En aquella segunda presidencia que concluía (1898-1904), había promovido la explotación de vastas regiones desiertas de los territorios nacionales, los estudios de tierras y aguas para explotarlas y colonizarlas, la investigación de cultivos adaptables a cada zona, el examen zootécnico de los ganados, la realización de perforaciones en Comodoro Rivadavia, que dieron por resultado el descubrimiento de petróleo; el desarrollo de la industria pesquera mediante la importación de especies de Estados Unidos; la instalación de observatorios meteorológicos, entre ellos el más austral del mundo en las Orcadas del Sur, con lo que se tomó posesión de la Antártida Argentina. Su clara concepción sobre la necesidad de favorecer la educación se tradujo en la construcción de edificios equipados con todos los adelantos de su tiempo. Cuando entregó el bastón presidencial a Manuel Quintana, estaban trazadas las bases de la nación próspera y pujante del Centenario, además de marcar el rumbo del país durante varias décadas.

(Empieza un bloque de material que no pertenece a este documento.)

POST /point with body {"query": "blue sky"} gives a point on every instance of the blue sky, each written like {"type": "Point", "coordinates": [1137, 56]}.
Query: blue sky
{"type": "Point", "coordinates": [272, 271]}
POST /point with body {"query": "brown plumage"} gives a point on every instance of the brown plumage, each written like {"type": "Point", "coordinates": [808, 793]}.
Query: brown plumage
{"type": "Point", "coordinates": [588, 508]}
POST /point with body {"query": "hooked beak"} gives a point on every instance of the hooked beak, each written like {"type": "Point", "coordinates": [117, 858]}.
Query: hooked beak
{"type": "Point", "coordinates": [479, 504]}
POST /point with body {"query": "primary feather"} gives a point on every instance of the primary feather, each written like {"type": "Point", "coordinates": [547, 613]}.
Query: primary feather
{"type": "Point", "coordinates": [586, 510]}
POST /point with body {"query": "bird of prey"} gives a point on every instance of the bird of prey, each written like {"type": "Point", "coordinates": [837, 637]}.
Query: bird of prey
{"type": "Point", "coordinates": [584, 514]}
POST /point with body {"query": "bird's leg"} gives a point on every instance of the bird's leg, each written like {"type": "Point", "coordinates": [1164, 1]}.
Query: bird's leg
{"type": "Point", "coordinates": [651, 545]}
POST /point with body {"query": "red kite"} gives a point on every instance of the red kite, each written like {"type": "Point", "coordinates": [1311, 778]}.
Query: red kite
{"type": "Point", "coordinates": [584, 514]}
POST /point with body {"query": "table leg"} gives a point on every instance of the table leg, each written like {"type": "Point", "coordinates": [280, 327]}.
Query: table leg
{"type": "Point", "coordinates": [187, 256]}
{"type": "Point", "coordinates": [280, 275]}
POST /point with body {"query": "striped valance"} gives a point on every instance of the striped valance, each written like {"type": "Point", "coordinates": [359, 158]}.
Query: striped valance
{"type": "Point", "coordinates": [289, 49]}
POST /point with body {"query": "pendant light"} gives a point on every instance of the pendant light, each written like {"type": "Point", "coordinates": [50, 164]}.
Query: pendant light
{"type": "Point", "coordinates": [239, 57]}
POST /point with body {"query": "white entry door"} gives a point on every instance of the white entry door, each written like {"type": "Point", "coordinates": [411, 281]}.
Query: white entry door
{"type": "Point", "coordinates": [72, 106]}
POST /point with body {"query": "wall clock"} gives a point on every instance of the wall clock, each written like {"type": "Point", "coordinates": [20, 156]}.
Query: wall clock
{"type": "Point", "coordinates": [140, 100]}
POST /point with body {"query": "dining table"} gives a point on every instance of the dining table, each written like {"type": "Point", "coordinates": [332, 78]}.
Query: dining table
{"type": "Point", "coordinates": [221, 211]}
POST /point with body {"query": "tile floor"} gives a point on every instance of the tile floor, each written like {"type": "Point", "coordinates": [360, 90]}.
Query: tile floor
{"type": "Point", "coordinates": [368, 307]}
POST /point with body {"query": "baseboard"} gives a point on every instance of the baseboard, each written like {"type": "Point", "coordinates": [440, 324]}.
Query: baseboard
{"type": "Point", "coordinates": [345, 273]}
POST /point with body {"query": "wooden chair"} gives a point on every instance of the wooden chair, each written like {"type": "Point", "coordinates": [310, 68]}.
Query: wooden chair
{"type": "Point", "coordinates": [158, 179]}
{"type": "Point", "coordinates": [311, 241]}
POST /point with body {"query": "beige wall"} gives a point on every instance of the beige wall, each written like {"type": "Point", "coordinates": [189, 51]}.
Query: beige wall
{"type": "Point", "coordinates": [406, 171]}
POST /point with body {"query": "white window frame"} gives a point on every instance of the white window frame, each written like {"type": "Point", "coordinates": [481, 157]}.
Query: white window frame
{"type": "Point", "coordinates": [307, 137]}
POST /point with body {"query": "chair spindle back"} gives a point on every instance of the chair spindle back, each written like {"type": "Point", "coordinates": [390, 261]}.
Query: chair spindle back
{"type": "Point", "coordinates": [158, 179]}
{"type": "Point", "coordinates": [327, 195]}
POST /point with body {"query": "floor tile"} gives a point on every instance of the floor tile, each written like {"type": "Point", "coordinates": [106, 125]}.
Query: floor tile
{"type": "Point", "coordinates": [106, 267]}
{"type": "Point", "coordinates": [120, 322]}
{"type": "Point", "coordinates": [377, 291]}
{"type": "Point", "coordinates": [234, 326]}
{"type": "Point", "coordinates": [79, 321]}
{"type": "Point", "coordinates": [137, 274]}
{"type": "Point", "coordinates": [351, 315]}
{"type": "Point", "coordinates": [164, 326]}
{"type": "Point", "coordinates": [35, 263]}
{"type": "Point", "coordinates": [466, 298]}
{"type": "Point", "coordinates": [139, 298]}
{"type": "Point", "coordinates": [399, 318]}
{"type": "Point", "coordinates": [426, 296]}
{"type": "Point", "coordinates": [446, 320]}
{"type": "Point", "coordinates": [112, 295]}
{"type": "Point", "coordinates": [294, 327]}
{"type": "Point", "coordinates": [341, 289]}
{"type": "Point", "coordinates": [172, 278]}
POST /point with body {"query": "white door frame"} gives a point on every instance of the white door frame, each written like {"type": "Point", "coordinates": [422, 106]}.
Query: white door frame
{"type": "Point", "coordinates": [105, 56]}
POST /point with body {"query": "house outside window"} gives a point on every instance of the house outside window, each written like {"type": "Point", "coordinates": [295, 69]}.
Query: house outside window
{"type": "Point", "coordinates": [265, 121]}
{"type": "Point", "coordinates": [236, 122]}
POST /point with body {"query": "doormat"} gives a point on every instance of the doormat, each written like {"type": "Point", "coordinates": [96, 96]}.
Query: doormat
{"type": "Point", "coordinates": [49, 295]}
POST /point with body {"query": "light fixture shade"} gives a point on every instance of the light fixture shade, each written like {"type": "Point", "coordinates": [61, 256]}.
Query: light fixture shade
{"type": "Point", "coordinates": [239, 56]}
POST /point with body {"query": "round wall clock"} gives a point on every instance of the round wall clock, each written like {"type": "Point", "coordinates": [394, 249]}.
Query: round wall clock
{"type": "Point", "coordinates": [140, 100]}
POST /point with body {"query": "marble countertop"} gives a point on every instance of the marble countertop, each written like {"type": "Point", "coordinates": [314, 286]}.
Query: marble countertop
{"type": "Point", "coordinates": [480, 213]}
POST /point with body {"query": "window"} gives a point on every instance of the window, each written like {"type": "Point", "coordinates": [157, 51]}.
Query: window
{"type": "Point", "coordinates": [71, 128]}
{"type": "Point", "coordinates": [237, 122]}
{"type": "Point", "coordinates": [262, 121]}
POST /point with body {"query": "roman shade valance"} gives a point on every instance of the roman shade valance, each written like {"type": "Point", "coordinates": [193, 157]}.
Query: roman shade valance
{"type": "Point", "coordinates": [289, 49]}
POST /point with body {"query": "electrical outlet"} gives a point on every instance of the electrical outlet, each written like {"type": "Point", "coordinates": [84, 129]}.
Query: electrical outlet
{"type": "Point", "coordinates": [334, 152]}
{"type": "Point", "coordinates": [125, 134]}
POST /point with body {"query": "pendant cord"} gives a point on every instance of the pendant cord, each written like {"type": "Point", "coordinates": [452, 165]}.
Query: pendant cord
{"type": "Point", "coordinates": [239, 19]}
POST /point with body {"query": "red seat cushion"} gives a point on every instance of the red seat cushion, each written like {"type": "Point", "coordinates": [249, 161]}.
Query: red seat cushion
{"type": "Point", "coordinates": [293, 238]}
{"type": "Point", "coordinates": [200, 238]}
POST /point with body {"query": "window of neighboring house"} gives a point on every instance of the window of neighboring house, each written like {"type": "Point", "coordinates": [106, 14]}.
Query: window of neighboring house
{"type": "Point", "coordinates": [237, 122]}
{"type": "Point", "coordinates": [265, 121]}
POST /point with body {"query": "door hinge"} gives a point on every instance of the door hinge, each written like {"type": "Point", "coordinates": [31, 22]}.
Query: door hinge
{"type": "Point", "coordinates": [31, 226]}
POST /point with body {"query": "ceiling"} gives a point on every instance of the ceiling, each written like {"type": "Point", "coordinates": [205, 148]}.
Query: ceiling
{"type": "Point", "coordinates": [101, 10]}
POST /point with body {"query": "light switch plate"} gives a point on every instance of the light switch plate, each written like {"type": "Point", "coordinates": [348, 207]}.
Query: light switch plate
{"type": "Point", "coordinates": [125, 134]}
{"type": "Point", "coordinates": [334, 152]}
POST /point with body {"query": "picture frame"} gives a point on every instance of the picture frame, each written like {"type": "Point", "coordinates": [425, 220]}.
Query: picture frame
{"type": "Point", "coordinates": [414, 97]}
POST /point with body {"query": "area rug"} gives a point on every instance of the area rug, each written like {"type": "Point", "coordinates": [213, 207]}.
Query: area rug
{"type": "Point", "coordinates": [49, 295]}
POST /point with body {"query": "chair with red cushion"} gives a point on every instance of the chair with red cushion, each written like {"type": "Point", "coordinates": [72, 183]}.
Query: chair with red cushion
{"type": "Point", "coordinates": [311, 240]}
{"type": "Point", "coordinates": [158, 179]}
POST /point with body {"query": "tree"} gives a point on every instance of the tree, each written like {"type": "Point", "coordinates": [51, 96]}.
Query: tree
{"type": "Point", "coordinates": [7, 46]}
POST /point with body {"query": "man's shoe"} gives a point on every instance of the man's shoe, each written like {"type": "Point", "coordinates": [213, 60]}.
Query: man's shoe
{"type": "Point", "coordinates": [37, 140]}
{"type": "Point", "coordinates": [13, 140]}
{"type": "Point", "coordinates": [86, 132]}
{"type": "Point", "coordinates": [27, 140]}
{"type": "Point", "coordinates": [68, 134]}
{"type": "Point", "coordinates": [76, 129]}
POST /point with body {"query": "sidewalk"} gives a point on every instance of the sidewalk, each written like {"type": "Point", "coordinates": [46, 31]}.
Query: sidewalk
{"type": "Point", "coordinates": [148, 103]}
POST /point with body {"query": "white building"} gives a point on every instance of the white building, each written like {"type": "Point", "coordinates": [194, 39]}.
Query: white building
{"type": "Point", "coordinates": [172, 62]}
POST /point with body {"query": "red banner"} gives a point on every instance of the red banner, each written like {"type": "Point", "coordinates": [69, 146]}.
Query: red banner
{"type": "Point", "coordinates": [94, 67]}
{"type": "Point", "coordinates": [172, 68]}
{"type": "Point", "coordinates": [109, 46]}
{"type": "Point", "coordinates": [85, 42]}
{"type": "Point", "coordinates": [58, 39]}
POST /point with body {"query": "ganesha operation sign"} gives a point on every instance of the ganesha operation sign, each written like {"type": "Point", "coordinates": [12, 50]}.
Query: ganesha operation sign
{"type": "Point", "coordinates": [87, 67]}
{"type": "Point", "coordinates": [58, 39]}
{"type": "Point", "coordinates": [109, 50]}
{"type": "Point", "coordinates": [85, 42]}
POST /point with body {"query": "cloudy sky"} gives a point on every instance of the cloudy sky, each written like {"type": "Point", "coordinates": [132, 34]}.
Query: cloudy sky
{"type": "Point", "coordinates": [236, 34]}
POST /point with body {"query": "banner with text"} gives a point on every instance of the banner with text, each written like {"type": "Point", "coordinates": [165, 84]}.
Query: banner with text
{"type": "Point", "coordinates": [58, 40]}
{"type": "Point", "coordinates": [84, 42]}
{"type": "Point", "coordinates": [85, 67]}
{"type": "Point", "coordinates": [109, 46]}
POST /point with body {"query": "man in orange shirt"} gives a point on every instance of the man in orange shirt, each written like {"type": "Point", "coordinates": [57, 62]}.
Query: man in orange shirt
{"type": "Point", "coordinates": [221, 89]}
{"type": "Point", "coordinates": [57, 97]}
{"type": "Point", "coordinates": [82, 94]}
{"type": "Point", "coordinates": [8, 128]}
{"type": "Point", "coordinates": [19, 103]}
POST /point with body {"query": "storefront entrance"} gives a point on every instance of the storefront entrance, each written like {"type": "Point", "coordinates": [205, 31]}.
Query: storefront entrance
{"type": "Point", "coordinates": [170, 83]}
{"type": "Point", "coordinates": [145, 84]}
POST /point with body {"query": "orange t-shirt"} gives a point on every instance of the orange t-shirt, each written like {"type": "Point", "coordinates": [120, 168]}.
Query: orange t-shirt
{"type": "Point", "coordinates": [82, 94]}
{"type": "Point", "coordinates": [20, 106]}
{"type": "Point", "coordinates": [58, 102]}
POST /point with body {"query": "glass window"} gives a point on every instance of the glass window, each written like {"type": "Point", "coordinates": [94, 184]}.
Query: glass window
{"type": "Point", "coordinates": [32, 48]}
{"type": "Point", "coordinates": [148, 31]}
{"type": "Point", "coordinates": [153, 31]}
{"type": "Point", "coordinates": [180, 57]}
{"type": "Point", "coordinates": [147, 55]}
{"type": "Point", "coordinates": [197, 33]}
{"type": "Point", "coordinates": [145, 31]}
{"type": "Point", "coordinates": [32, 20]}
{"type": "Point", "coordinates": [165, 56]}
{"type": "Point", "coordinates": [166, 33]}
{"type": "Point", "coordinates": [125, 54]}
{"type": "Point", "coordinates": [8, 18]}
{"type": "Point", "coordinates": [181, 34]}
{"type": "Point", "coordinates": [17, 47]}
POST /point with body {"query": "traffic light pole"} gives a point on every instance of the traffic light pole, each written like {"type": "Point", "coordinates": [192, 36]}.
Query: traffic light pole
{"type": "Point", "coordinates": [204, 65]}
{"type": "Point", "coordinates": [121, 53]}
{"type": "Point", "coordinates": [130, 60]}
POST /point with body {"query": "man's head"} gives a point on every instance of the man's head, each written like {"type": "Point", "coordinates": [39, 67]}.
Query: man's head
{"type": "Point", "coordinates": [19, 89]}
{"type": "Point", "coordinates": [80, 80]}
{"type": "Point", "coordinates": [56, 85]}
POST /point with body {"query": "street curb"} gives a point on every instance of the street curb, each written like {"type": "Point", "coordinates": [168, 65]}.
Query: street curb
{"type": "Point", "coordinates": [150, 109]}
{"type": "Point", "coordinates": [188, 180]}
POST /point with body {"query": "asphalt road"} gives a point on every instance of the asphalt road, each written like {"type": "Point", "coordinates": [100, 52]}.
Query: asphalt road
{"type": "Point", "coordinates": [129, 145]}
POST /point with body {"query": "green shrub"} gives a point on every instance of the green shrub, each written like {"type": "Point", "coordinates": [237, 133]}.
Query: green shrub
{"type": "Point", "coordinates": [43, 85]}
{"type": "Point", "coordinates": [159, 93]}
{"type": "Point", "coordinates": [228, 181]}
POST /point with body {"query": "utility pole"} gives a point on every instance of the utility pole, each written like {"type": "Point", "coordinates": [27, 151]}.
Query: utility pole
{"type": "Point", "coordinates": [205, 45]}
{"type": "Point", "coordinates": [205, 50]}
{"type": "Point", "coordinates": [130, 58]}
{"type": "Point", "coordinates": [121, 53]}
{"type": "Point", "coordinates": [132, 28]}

Sin embargo, al dejar el mando, Roca no contaba ya con su partido. Su influencia se había desgranado, y el golpe final lo había dado la ruptura con Pellegrini. Se marchó a Europa y al volver, en 1907, tuvo la convicción de que su momento había pasado. En 1910 volvió a marcharse al Viejo Mundo. Cuando regresó, vio transcurrir etapas prolongadas en su establecimiento de La Larga. Fuerte y voluntarioso, se entregó a las tareas rurales y dedicó largo tiempo a la lectura, hasta su repentina muerte. Fue sepultado en medio de grandes honras el 20 de octubre de 1914, muy justas para quien había sido uno de los organizadores de la Nación.